Search code examples
javabytecodeaccess-modifiersunreachable-code

Reduce visibility of classes and methods


TL;DR: Given bytecode, how can I find out what classes and what methods get used in a given method?


In my code, I'd like to programmatically find all classes and methods having too generous access qualifiers. This should be done based on an analysis of inheritance, static usage and also hints I provide (e.g., using some home-brew annotation like @KeepPublic). As a special case, unused classes and methods will get found.

I just did something similar though much simpler, namely adding the final keyword to all classes where it makes sense (i.e., it's allowed and the class won't get proxied by e.g., Hibernate). I did it in the form of a test, which knows about classes to be ignored (e.g., entities) and complains about all needlessly non-final classes.

For all classes of mine, I want to find all methods and classes it uses. Concerning classes, there's this answer using ASM's Remapper. Concerning methods, I've found an answer proposing instrumentation, which isn't what I want just now. I'm also not looking for a tool like ucdetector which works with Eclipse AST. How can I inspect method bodies based on bytecode? I'd like to do it myself so I can programmatically eliminate unwanted warnings (which are plentiful with ucdetector when using Lombok).


Solution

  • Looking at the usage on a per-method basis, i.e. by analyzing all instructions, has some pitfalls. Besides method invocations, there might be method references, which will be encoded using an invokedynamic instruction, having a handle to the target method in its bsm arguments. If the byte code hasn’t been generated from ordinary Java code (or stems from a future version), you have to be prepared to possibly encounter ldc instructions pointing to a handle which would yield a MethodHandle at runtime.

    Since you already mentioned “analysis of inheritance”, I just want to point out the corner cases, i.e. for

    package foo;
    
    class A {
        public void method() {}
    }
    class B implements bar.If {
    }
    
    package bar;
    
    public interface If {
        void method();
    }
    

    it’s easy to overlook that A.method() has to stay public.

    If you stay conservative, i.e. when you can’t find out whether B instances will ever end up as targets of the If.method() invocations at other places in your application, you have to assume that it is possible, you won’t find much to optimize.
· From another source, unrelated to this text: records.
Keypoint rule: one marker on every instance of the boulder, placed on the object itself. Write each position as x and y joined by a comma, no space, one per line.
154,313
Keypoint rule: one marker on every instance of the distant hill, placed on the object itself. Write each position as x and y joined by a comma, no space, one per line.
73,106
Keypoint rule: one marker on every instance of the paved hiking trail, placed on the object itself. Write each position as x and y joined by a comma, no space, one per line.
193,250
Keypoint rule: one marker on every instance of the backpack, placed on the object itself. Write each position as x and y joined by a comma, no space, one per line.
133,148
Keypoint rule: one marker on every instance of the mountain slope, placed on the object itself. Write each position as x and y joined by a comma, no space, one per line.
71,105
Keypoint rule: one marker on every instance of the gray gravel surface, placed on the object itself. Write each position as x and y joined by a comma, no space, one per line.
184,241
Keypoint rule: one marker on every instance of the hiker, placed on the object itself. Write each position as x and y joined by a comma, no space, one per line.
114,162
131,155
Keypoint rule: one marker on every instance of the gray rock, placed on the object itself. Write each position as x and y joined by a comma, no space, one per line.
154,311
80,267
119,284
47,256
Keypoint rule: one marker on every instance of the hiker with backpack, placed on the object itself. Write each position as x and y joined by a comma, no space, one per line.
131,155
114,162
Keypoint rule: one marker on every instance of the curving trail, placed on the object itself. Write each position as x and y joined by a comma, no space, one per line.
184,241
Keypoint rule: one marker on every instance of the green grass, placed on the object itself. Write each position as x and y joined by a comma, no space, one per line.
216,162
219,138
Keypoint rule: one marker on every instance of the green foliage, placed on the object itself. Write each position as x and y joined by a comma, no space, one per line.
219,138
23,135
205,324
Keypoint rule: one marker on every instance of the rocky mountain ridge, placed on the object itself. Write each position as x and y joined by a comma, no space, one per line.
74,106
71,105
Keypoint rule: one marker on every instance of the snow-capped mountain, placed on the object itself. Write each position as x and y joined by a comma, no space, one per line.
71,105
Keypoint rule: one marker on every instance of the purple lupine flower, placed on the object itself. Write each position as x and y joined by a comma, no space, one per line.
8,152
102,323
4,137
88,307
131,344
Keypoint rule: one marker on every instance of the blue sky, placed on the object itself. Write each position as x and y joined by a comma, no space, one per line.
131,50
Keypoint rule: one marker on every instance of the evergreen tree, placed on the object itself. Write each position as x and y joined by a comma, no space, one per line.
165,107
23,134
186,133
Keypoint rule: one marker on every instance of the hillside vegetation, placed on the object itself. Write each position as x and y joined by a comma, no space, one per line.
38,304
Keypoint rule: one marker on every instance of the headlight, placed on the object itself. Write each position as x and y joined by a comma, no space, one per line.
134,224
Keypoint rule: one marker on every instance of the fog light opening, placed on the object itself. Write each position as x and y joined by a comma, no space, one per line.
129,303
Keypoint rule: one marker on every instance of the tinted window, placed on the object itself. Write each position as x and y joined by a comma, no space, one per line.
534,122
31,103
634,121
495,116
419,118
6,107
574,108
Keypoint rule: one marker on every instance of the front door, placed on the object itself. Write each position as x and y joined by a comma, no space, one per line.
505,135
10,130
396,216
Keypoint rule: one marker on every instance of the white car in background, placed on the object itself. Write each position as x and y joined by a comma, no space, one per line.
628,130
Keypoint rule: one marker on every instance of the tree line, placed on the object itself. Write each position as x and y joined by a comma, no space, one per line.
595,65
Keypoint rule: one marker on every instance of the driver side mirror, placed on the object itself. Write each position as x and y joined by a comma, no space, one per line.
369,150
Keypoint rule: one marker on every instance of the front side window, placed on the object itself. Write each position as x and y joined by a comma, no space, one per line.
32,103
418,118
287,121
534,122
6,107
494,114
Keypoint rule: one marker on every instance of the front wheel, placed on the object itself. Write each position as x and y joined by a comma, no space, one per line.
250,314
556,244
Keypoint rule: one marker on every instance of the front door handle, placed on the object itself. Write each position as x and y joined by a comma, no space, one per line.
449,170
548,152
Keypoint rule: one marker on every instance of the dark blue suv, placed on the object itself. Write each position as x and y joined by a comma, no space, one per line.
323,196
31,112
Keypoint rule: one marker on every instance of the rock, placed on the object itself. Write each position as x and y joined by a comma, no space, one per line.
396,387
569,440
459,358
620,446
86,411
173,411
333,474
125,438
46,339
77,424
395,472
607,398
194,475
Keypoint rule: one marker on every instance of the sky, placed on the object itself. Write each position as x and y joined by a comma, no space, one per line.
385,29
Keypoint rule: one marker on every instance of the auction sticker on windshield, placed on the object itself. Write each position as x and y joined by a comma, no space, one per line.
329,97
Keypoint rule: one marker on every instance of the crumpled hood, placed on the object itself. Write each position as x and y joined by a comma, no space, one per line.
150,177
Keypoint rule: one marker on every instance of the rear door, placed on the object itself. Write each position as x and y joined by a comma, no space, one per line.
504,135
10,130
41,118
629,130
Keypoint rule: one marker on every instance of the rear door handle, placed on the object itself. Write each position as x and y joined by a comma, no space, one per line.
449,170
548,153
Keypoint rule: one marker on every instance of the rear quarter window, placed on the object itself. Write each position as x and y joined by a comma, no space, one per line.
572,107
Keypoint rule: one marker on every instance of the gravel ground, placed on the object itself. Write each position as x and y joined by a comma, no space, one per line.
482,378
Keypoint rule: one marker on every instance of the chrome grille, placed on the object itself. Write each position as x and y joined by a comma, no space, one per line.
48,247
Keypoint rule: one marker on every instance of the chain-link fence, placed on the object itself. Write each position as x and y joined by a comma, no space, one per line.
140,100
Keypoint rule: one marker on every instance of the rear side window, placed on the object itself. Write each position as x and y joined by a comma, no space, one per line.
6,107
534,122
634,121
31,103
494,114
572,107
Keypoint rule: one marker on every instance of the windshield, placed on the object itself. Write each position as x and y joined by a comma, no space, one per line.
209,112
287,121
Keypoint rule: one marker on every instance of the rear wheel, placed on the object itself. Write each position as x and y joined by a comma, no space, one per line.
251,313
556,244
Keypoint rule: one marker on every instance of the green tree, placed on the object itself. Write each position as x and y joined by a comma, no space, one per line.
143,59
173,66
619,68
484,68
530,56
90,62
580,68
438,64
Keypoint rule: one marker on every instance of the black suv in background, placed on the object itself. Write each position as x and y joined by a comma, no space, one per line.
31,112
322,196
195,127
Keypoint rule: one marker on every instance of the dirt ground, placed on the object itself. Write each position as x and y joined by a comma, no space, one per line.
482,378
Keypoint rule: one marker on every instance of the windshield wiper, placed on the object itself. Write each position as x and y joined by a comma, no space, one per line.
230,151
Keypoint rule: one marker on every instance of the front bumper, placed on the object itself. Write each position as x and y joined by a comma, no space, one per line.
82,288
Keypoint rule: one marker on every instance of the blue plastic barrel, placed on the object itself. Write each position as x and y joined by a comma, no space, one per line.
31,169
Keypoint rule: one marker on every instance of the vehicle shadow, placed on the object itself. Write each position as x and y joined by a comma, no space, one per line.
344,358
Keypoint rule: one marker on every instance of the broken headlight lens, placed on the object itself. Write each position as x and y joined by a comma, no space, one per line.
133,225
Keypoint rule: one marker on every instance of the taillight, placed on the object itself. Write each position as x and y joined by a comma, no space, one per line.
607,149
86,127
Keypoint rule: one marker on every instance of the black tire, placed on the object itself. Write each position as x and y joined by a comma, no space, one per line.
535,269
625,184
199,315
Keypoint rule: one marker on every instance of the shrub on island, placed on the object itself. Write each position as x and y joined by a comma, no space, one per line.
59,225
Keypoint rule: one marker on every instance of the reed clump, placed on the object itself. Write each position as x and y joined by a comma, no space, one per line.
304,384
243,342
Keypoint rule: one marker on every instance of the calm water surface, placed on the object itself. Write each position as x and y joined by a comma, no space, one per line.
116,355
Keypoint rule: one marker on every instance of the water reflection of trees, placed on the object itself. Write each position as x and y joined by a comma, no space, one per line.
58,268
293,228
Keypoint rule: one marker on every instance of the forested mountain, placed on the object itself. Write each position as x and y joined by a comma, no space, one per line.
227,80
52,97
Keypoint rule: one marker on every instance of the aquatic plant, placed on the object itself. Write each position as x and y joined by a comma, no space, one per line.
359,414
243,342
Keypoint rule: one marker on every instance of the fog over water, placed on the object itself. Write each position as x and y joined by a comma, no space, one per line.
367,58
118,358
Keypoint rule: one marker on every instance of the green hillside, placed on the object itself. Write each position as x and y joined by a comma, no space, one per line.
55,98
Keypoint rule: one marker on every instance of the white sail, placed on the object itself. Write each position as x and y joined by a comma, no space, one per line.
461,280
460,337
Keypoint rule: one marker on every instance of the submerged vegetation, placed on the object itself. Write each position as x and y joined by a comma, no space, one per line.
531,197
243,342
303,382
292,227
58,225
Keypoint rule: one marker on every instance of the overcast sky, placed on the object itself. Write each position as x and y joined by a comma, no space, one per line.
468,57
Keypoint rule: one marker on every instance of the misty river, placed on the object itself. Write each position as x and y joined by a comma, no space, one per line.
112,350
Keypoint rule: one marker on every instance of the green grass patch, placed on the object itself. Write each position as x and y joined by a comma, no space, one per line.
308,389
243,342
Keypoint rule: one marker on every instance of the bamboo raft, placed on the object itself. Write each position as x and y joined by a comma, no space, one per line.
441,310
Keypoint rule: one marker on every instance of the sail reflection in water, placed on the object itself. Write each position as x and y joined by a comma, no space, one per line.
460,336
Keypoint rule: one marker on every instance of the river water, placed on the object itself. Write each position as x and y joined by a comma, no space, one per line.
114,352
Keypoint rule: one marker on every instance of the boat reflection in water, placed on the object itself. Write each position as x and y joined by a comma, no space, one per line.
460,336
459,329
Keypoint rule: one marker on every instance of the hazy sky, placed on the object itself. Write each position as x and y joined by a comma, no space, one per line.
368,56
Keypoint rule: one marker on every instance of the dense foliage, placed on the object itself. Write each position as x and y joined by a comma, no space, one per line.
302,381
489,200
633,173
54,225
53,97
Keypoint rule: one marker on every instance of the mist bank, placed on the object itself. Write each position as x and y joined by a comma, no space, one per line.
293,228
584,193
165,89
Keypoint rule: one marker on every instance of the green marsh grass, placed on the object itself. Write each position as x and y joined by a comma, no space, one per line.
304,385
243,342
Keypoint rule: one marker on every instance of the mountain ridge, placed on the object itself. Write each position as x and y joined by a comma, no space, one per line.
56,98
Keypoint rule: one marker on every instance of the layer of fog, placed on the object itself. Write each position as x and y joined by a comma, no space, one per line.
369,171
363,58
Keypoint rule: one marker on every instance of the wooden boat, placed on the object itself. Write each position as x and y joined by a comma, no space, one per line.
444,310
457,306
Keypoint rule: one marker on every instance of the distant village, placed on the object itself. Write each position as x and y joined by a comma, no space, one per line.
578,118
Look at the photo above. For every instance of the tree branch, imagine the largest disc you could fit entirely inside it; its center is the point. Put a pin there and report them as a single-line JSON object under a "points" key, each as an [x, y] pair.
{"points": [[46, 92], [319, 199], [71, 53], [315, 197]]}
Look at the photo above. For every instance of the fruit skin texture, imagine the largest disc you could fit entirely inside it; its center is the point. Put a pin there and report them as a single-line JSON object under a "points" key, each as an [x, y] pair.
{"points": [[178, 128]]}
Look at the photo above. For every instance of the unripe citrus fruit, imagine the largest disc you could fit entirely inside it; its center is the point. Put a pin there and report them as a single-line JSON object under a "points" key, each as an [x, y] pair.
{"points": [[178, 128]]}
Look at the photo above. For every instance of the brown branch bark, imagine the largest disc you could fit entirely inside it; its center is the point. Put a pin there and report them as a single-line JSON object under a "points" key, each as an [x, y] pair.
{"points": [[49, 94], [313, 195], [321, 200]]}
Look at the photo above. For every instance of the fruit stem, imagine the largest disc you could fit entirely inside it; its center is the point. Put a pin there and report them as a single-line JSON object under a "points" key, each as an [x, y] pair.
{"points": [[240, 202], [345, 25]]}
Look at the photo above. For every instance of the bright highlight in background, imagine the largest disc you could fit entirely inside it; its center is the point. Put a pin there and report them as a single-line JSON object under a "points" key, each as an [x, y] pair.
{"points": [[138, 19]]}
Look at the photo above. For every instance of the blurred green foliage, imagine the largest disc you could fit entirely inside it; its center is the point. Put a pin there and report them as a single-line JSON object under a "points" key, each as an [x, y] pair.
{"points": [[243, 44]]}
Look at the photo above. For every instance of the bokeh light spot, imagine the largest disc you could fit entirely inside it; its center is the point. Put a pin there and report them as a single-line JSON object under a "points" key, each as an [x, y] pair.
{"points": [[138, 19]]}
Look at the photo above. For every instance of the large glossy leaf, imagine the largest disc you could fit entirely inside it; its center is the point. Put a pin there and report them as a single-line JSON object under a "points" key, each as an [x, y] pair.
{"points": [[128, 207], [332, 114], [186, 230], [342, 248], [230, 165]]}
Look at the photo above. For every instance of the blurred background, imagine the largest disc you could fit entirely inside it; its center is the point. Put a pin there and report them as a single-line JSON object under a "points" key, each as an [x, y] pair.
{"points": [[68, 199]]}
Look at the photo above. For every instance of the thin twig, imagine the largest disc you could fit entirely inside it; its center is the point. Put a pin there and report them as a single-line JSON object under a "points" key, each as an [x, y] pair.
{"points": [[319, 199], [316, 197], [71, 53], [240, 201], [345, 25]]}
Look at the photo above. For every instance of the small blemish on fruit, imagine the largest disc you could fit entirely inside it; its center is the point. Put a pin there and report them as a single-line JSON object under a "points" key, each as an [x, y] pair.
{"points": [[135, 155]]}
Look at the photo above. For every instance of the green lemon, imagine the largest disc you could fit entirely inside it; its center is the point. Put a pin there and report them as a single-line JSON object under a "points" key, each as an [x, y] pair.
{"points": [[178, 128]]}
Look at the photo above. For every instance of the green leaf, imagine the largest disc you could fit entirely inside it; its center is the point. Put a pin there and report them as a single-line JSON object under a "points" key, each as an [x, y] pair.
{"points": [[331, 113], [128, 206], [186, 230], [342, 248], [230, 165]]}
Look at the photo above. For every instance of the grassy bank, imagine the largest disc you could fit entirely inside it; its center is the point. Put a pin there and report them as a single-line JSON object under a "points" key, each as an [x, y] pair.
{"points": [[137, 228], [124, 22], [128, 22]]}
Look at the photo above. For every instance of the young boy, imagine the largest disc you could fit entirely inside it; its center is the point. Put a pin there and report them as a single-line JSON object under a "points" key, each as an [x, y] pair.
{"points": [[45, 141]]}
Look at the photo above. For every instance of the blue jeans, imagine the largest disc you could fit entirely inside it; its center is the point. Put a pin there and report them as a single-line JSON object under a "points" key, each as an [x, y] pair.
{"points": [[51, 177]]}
I think that you need at least inlining of bridge methods and the synthetic inner/outer class accessors to identify unused members across inheritance relationships.

    When it comes class references, there are indeed even more possibilities, to make a per-instruction analysis error prone. They may not only occur as owner of member access instructions, but also for new, checkcast, instanceof and array specific instructions, annotations, exception handlers and, even worse, within signatures which may occur at member references, annotations, local variable debugging hints, etc. The ldc instruction may refer to classes, producing a Class instance, which is actually used in ordinary Java code, e.g. for class literals, but as said, there’s also the theoretical possibility to produce MethodHandles which may refer to an owner class, but also have a signature bearing parameter types and a return type, or to produce a MethodType representing a signature.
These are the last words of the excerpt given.